Despondent soldiers followed the Naval Infantry troopers to a staging area that had been formed around Barmaley Fountain, one of Stalingrad's most famous landmarks. The sculpted centerpiece depicted six children happily holding hands and performing a circular dance around a crocodile.

Somehow the fountain had survived the German bombing. But it was black with smoke, and it was difficult to imagine the tired and terrified children crowded on the dock holding hands and dancing like those depicted by the sculpture.

Red Army officials were busy organizing the arriving conscripts into companies while a political officer, armed with a megaphone, tried to inspire them.

He assured the newly arrived conscripts that the city of Stalingrad would never fall. He insisted that the Soviet Government was committed to stopping the Germans here, and that they would provide the common soldier with anything and everything required to halt the German invaders and drive them back. He insisted that there was no greater honor for a Russian than dying in combat.

Jillian wondered if that last part should have been included in the young commissar's speech. Dying in combat, it seemed to her, didn't much help the cause. It would be better to kill the enemy than to simply die, would it not?

And, judging by the depressed expressions of the conscripts, it appeared they had already accepted that since death would be their ultimate fate, why suffer longer than necessary? Why not hurry it along? The fatalism of Russian culture was, it appeared, suddenly asserting itself. These recruits didn't look ready to fight so much as they looked ready to commit suicide. And the Political Officer's speech was simply encouraging them to kill themselves on German bayonets or machineguns.

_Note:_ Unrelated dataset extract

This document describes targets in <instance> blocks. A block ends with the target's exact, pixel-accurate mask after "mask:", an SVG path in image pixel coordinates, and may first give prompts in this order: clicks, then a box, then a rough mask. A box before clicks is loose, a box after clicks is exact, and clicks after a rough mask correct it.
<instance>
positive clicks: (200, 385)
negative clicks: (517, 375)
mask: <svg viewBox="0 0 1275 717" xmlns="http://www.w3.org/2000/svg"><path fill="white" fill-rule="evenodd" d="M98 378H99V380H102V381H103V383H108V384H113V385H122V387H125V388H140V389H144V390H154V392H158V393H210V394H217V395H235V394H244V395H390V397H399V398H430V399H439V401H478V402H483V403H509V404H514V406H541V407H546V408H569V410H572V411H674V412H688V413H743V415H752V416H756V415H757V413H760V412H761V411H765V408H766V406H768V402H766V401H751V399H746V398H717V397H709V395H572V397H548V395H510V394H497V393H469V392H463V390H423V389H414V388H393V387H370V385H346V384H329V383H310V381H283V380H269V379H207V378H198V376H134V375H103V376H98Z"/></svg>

Jillian already knew that Petr's battalion had been sent to help defend the Stalingrad Tractor Factory, so she left the staging area and set out to the northwest.

As she pushed deeper into the city, she realized that the fires weren't as bad as they had appeared to be from the river's edge. From there, it seemed as if the entire metropolis was one huge bonfire. But now Jillian saw that the smoke was caused by thousands of little fires, not one big one.

Stalingrad's factories and tenement housing was built not of wood, but of brick. As a result there wasn't much for the incendiary bombs to actually burn. Once the flames had consumed the window sills and rooftops, they became starved of fuel and eventually went out.

Some of the trees in the city parks were still burning and the occasional wooden shed or outbuilding would suddenly burst into flame, but a vast majority of Stalingrad was smashed and blackened by soot, but no longer actually on fire.

The other thing that surprised Jillian was that the streets, as well as the rubble that choked those streets, was a pale shade of pink. She had expected everything to be black and gray and as morbid as the smoky iron cross. Instead it was the same color as her childhood dollhouse.

Later she would learn that it was because of all the bricks. When the bombs struck a brick building, they shattered the red clay into a fine dust. That dust slowly settled over the city, turning everything pink.

Jillian avoided the parks. Whatever trees remained were aflame, but more importantly, the scorched fields and paths were open ground that would have made her a tempting target for German strafing runs.